寄せるんじゃない、入れるんだって、ブルースに宣言したんだ。 トム・ワトソン

ワトソンが帝王ニクラスの跡を継いで、
新帝王の座についたのは、
82年、ペブルビーチGLで行われた
全米オープンに勝ったときであろう。

二クラスはワトソンが17番にいたとき、
同スコアであがってアテストしていた。
ワトソンはその名物17番ショートホールで、
右の深いラフに外した。

全米オープンのラフの深さは想像を絶する。
そのときもボールのライはワトソンの足首まで
すっぽり隠していて、
むろんボールなど見えるべくもない。

ピンまで10メートルほど。
誰もがボギー、
もしくはダブルボギーもあると予想した。

そのアプローチを打つ前に、
長年コンビを組み、家族同様といわれた
キャディのブルース・エドワーズ(04年死去)と
言葉をかわし、ワトソンは何かささやいた。

このささやいた言葉というのが、
冒頭のそれである。

そして打たれた球は宣言したとおり、
スルスルとカップへ向かい、入ってしまったのだ。
このバーディで二クラスを突き放し、
栄冠を手にしたといってもよい。

勝利後の記者インタビューで
「ブルースは無理せず、出そうといったのだが、
あのときは入る予感がした。

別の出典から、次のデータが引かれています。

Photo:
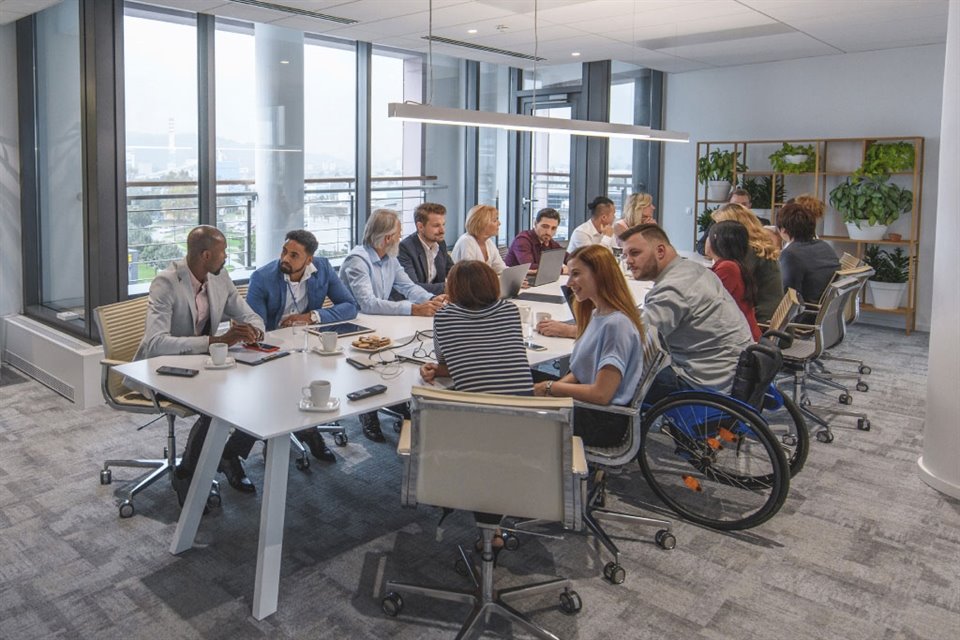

本当に入ると信じたんだ」
と淡々と語った。

冷静沈着で、ホラなどとは無縁のワトソンが放った
渾身の一撃の言葉であった。

 

■トム・ワトソン(トーマス・スタジェス・ワトソン)
(1949年~)
米国生まれ。スタンフォード時代は勉学に力をそそいだのか、これといった成績は残していない。71年プロ入りと同時にツアー参加。ツアーでの勝利39。メジャーは全米オープン1勝(82年)、マスターズ2勝(77、81年)、全英オープン5勝(74、77、80、82、83年)計8勝。帝王二クラスを継ぐ新帝王といわれるまでになったが、極度のイップスに襲われ、全米プロはとれず、グランドスラマーにはなっていない。シニア、他の勝利を加えれば55勝をこえる。知性派として知られ、88年にはゴルフ殿堂入りも果たした。